A proposta de reconhecimento foi formalizada pelo Iphan em parceria com o Ministério da Cultura (MinC) e o Ministério das Relações Exteriores (MRE), com colaboração das Secretarias de Cultura do Amazonas e do Pará, em conjunto.
A candidatura foi aprovada pelo Comitê do Patrimônio Mundial da Unesco, na Coreia do Sul, e agora ambos os teatros integram a Lista do Patrimônio Mundial Cultural da Unesco, sob a designação “Teatros da Amazônia”, ao lado de outros sítios brasileiros já reconhecidos como Patrimônio Mundial Cultural, tal como o Plano Piloto de Brasília, o Cais do Valongo, no Rio de Janeiro, e os centros históricos de Olinda e Salvador.

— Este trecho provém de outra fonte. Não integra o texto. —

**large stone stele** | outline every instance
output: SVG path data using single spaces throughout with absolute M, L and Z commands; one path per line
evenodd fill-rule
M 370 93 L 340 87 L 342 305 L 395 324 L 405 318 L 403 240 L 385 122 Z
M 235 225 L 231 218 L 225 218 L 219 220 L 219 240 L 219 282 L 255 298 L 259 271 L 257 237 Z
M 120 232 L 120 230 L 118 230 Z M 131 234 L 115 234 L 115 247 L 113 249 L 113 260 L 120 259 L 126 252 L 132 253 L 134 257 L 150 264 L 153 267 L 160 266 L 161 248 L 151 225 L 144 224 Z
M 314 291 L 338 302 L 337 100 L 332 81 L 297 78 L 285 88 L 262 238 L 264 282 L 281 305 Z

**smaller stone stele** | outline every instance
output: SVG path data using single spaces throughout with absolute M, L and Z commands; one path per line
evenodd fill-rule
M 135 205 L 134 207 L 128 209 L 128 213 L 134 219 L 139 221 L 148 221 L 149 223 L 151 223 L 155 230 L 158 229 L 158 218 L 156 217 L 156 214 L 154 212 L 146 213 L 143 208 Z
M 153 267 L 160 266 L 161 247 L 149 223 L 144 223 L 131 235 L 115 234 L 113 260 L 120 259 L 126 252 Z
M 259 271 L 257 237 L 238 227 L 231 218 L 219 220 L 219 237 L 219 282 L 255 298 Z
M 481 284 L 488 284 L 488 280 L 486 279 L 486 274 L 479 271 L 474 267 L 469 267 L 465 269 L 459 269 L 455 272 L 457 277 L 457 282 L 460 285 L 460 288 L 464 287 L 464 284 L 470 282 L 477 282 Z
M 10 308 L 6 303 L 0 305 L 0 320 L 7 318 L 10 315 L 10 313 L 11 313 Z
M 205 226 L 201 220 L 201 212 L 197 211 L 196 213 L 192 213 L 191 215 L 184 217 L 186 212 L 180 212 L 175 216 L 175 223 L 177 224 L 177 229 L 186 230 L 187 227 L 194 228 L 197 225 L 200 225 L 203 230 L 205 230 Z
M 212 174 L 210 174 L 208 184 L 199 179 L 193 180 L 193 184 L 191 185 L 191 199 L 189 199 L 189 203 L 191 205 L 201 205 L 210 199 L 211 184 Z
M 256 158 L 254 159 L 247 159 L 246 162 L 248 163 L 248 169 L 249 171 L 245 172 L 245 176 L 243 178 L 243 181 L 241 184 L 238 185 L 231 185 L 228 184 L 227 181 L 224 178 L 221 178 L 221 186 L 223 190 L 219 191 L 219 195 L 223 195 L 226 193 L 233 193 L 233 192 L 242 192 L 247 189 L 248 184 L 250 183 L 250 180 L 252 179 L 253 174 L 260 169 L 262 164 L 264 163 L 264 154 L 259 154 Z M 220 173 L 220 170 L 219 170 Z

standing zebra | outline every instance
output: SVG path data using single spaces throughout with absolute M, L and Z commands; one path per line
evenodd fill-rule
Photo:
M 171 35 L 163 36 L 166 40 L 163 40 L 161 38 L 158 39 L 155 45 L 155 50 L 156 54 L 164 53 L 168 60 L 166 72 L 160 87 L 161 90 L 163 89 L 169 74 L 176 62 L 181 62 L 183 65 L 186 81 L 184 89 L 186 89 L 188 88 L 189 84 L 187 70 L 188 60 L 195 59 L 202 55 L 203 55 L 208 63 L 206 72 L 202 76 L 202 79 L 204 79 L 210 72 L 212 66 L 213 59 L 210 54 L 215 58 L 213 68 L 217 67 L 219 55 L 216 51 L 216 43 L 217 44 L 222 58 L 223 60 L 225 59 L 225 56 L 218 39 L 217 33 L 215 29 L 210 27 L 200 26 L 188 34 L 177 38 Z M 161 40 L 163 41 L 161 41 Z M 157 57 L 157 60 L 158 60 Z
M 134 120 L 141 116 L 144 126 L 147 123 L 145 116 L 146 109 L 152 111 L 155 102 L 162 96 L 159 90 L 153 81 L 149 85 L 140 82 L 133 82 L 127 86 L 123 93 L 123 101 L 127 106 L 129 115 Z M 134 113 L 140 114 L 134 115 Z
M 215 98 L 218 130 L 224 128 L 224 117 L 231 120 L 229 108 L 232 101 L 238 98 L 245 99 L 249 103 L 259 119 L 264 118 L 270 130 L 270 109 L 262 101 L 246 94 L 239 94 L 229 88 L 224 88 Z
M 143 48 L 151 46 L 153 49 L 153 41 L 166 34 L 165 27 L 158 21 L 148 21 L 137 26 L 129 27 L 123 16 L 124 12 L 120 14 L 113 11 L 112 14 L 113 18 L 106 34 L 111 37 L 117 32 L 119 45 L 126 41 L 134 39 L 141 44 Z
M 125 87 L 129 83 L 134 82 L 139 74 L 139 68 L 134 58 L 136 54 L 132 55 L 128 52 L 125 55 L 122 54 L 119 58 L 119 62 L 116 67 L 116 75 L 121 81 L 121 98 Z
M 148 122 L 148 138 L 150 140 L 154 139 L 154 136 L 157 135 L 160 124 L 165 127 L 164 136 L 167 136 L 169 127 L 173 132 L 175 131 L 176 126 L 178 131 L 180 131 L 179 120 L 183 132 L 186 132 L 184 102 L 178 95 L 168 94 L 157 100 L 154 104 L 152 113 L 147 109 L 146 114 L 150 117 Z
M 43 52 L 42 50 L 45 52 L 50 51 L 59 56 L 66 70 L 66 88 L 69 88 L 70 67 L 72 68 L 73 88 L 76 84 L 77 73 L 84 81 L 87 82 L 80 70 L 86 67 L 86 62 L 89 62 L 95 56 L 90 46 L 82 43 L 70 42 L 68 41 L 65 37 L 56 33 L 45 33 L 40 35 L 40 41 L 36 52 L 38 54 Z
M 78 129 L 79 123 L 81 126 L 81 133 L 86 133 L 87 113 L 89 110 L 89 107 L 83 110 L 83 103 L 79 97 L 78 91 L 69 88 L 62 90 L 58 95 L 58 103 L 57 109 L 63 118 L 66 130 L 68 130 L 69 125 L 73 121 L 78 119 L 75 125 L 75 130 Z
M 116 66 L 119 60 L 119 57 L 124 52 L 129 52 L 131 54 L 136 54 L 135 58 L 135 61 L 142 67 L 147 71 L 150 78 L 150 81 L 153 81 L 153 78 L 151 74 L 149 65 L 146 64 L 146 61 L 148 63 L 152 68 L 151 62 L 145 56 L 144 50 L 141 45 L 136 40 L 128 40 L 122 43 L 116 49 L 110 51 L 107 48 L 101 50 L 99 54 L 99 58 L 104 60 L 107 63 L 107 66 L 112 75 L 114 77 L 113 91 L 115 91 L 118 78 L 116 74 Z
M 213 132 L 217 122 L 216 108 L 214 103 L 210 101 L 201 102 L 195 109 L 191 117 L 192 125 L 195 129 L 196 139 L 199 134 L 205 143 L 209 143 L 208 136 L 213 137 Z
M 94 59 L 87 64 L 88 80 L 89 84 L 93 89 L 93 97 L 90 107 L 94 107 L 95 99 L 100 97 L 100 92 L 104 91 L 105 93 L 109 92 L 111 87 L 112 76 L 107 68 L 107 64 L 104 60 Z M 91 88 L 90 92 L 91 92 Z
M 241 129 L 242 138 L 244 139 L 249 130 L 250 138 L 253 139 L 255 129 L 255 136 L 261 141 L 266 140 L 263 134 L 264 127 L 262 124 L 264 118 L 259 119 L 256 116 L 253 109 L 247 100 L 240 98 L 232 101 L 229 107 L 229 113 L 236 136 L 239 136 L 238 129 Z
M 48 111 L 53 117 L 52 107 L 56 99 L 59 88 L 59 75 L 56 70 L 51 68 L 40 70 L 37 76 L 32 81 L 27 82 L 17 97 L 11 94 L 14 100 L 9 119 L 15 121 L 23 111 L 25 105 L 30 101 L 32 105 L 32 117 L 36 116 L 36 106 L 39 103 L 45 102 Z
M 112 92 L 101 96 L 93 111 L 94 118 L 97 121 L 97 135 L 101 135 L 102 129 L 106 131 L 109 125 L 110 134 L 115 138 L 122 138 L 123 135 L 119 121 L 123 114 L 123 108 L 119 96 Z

Símbolos do boom econômico gerado pela extração da borracha no Norte do Brasil, no século XIX, o Theatro da Paz, em Belém, e o Teatro Amazonas, em Manaus, foram inaugurados em 1878 e 1896, respectivamente.
Ambos representavam um mesmo projeto de modernização urbana e a inserção da região amazônica, por meio de seus rios, em circuitos comerciais e culturais globais. Foram duas das primeiras grandes casas de ópera das Américas, passando a atrair companhias europeias para temporadas casadas entre as duas cidades. Arquitetônica e artisticamente, mesclam influências e materiais importados com madeiras e motivos da floresta, resultando numa estética original, ao mesmo tempo cosmopolita e amazônica.
Com a inscrição dos Teatros da Amazônia, o Brasil passa a contar com 26 sítios inscritos na Lista do Patrimônio Mundial da Unesco, dos quais 16 são culturais, nove são naturais e um é sítio misto.